(Source: Las Vegas Review-Journal)

By John G. Edwards, Las Vegas Review-Journal
Jun. 20--First Asian Bank, which began operations two years ago, is trying to start over with a new chief executive officer and four new board members.
William Chu, who served as CEO the first two years, is gone. So are some dissident directors. Philip LaChapelle, former CEO of Fifth Street Bank, succeeds Chu as chief executive at First Asian.
Former Gov. Robert List; Assemblyman Tick Segerblom, D-Las Vegas; Steve Schneider, former owner of the real estate firm now called Prudential Americana Group; and LaChapelle joined the board.
List formerly served on the board of First Interstate Bank of Nevada, a $3 billion-asset bank that later was acquired, and as director of Business Bank, which was acquired by City National Corp. of Los Angeles in 2007.
First Asian is trying to recover from past director in-fighting that led to bad publicity. A confidential cease and desist order from the Federal Deposit Insurance Corp. and Nevada Financial Institutions Division was leaked to the Review-Journal in November. It criticized bank management and board instability.
A year ago, attorney James Whitmire, who represented dissident shareholders in a lawsuit, told a judge the bank was on the verge of failing.
First Asian didn't fail, of course, and appears financially strong in many respects, but LaChapelle needs to tackle some tough problems.
First Asian's risk-based capital remains iron-plated at 26 percent of assets or about $8 million, according to March 31 financial numbers compiled by SNL Financial.
However, First Asian lost $554,000 in the first quarter, after posting a $661,000 loss in the fourth quarter, according to data.

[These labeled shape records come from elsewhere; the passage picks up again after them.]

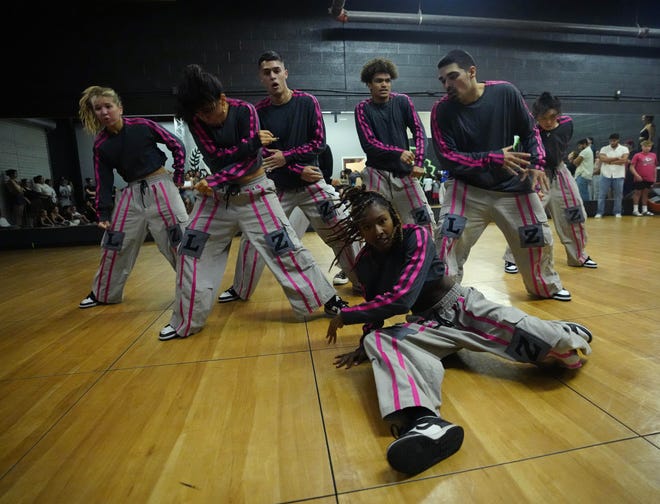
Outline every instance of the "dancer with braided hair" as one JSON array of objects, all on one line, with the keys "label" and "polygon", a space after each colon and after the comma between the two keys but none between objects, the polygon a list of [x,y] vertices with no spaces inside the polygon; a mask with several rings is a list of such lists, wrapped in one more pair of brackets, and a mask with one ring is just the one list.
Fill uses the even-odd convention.
[{"label": "dancer with braided hair", "polygon": [[[461,447],[463,428],[438,415],[443,357],[466,348],[579,368],[578,350],[591,353],[586,327],[532,317],[445,276],[428,229],[402,224],[382,194],[350,188],[342,198],[350,217],[335,237],[365,242],[355,271],[366,301],[342,308],[326,338],[335,343],[338,329],[363,324],[358,348],[334,363],[350,368],[371,361],[381,415],[400,434],[387,449],[397,471],[417,474]],[[386,319],[401,314],[409,314],[407,322],[385,326]]]}]

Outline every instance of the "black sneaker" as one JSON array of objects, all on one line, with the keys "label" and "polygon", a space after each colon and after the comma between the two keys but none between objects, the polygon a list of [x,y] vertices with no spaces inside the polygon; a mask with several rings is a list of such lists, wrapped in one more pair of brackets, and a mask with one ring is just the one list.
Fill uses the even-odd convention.
[{"label": "black sneaker", "polygon": [[422,417],[387,448],[387,461],[399,472],[420,473],[456,453],[463,435],[459,425],[440,417]]},{"label": "black sneaker", "polygon": [[556,299],[557,301],[570,301],[571,293],[568,292],[566,289],[562,289],[560,291],[555,292],[552,295],[552,299]]},{"label": "black sneaker", "polygon": [[337,294],[335,294],[330,298],[330,301],[328,301],[327,303],[325,303],[325,305],[323,305],[323,308],[325,310],[326,315],[330,315],[331,317],[334,317],[335,315],[339,315],[341,309],[346,308],[347,306],[348,306],[348,302],[344,301]]},{"label": "black sneaker", "polygon": [[348,283],[348,277],[346,273],[340,271],[332,279],[332,285],[346,285]]},{"label": "black sneaker", "polygon": [[96,296],[94,295],[93,292],[90,292],[89,294],[87,294],[87,297],[80,302],[78,308],[91,308],[93,306],[98,306],[100,304],[103,303],[99,302],[99,300],[96,299]]},{"label": "black sneaker", "polygon": [[176,329],[174,329],[174,327],[172,327],[169,324],[167,324],[165,327],[163,327],[160,330],[160,333],[158,334],[158,339],[161,340],[161,341],[167,341],[167,340],[171,340],[171,339],[174,339],[174,338],[180,338],[180,337],[181,336],[179,336],[176,333]]},{"label": "black sneaker", "polygon": [[582,263],[582,266],[585,268],[597,268],[598,263],[594,261],[591,257],[587,257],[587,259]]},{"label": "black sneaker", "polygon": [[518,266],[516,266],[516,263],[504,261],[504,271],[513,275],[514,273],[518,273]]},{"label": "black sneaker", "polygon": [[237,299],[241,299],[241,296],[238,295],[238,292],[233,287],[229,287],[229,289],[218,296],[218,303],[229,303]]},{"label": "black sneaker", "polygon": [[571,328],[571,332],[574,332],[581,338],[587,340],[587,343],[591,343],[591,340],[593,339],[593,335],[591,334],[591,331],[584,327],[583,325],[576,324],[575,322],[566,322],[566,325]]}]

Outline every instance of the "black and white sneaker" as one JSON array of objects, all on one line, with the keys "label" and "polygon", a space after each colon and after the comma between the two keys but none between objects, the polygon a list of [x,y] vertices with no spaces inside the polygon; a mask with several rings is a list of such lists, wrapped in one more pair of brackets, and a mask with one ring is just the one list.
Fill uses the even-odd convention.
[{"label": "black and white sneaker", "polygon": [[218,296],[218,303],[230,303],[237,299],[241,299],[241,296],[238,295],[238,292],[233,287],[229,287],[229,289]]},{"label": "black and white sneaker", "polygon": [[566,289],[562,289],[560,291],[555,292],[552,295],[552,299],[556,299],[557,301],[570,301],[571,293],[568,292]]},{"label": "black and white sneaker", "polygon": [[459,425],[440,417],[422,417],[387,448],[387,461],[399,472],[420,473],[456,453],[463,435]]},{"label": "black and white sneaker", "polygon": [[90,292],[89,294],[87,294],[87,297],[80,302],[78,308],[91,308],[93,306],[98,306],[100,304],[103,303],[99,302],[99,300],[96,299],[96,296],[94,295],[93,292]]},{"label": "black and white sneaker", "polygon": [[516,266],[516,263],[504,261],[504,272],[511,274],[518,273],[518,266]]},{"label": "black and white sneaker", "polygon": [[339,315],[341,309],[346,308],[347,306],[348,306],[348,302],[344,301],[337,294],[335,294],[330,298],[330,301],[328,301],[327,303],[325,303],[325,305],[323,305],[323,309],[325,310],[326,315],[330,315],[331,317],[334,317],[335,315]]},{"label": "black and white sneaker", "polygon": [[582,266],[585,268],[597,268],[598,263],[594,261],[591,257],[587,257],[587,260],[582,263]]},{"label": "black and white sneaker", "polygon": [[587,343],[591,343],[591,340],[593,339],[593,335],[591,334],[591,331],[584,327],[583,325],[576,324],[575,322],[566,322],[566,325],[570,327],[571,332],[574,332],[580,338],[583,338],[586,340]]},{"label": "black and white sneaker", "polygon": [[176,329],[174,329],[174,327],[172,327],[169,324],[167,324],[165,327],[163,327],[160,330],[160,334],[158,335],[158,339],[161,340],[161,341],[167,341],[167,340],[171,340],[171,339],[174,339],[174,338],[180,338],[180,337],[181,336],[179,336],[176,333]]},{"label": "black and white sneaker", "polygon": [[340,271],[332,279],[332,285],[346,285],[348,283],[348,277],[346,273]]}]

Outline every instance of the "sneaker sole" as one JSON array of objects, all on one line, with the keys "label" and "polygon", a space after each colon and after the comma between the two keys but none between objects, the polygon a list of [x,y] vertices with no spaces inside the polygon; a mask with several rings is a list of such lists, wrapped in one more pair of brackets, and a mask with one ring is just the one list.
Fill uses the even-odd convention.
[{"label": "sneaker sole", "polygon": [[238,301],[239,297],[230,297],[230,298],[221,298],[218,297],[218,303],[231,303],[232,301]]},{"label": "sneaker sole", "polygon": [[175,331],[175,332],[172,332],[172,333],[166,333],[166,334],[160,333],[160,334],[158,335],[158,339],[159,339],[160,341],[167,341],[167,340],[171,340],[171,339],[174,339],[174,338],[180,338],[180,337],[181,337],[181,336],[179,336],[179,335],[176,333],[176,331]]},{"label": "sneaker sole", "polygon": [[591,340],[594,339],[593,334],[591,334],[591,331],[586,327],[584,327],[583,325],[576,324],[574,322],[567,322],[566,324],[568,325],[568,327],[571,328],[571,332],[577,334],[578,336],[580,336],[580,338],[584,338],[587,341],[587,343],[591,343]]},{"label": "sneaker sole", "polygon": [[437,441],[422,434],[401,438],[387,450],[387,461],[401,473],[418,474],[456,453],[463,437],[463,427],[452,425]]}]

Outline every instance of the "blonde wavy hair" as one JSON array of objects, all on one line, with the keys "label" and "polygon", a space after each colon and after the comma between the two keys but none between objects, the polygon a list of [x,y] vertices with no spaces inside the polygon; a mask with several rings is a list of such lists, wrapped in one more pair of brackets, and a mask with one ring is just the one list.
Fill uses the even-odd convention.
[{"label": "blonde wavy hair", "polygon": [[122,106],[121,98],[112,88],[103,86],[89,86],[87,89],[85,89],[82,92],[80,101],[78,102],[80,105],[78,116],[80,117],[83,127],[93,135],[97,134],[103,129],[103,124],[101,124],[101,122],[96,118],[96,114],[94,113],[94,104],[92,103],[94,98],[98,98],[100,96],[110,98],[117,104],[118,107]]}]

The bank has no nonperforming assets, an enviable position in recession-wracked Southern Nevada.
It enjoys a healthy average 6.9 percent yield on loans and has better net interest margin than 93 percent of its peers. Net interest margin, the difference between the average rates paid for deposits and the average rates charged for loans, was 4.4 percent.
List is optimistic that the directors have smoothed over their differences, which appears to be the bank's biggest problem.
"All the shareholders are hopeful that the new management and newly constituted board will ensure harmony and a constructive approach toward building the future of the bank," List said.
The bank's shareholders last week had a "productive shareholder meeting with no conflicts," List said.
First Asian does face a couple of other issues. Its overhead -- including employee wages, rent, fixtures and furniture -- are high. Overhead expenses equal 10.4 percent of average assets -- more than two times the level of its banking peers. Furthermore, the bank has only $35.6 million in total assets, and its growth has slowed.
It's $33.3 million in outstanding loans leaves it with little cash on hand.
LaChapelle said he doesn't plan to offer higher than average interest rates to attract deposits, which would improve bank liquidity.
The new CEO formerly ran Fifth Street Bank, which voluntarily closed in April 2008. LaChapelle said the Las Vegas bank decided to shut down because of bad economic conditions.
LaChapelle said he couldn't confirm a report that the owner of Fifth Street closed the bank in order to transfer Fifth Street's capital to a Louisiana bank.
Before that, LaChapelle was CEO of Security Savings Bank. Regulators shut down Security Savings in February, but LaChapelle said Security Savings was doing well when it was sold and he left management there in 2004.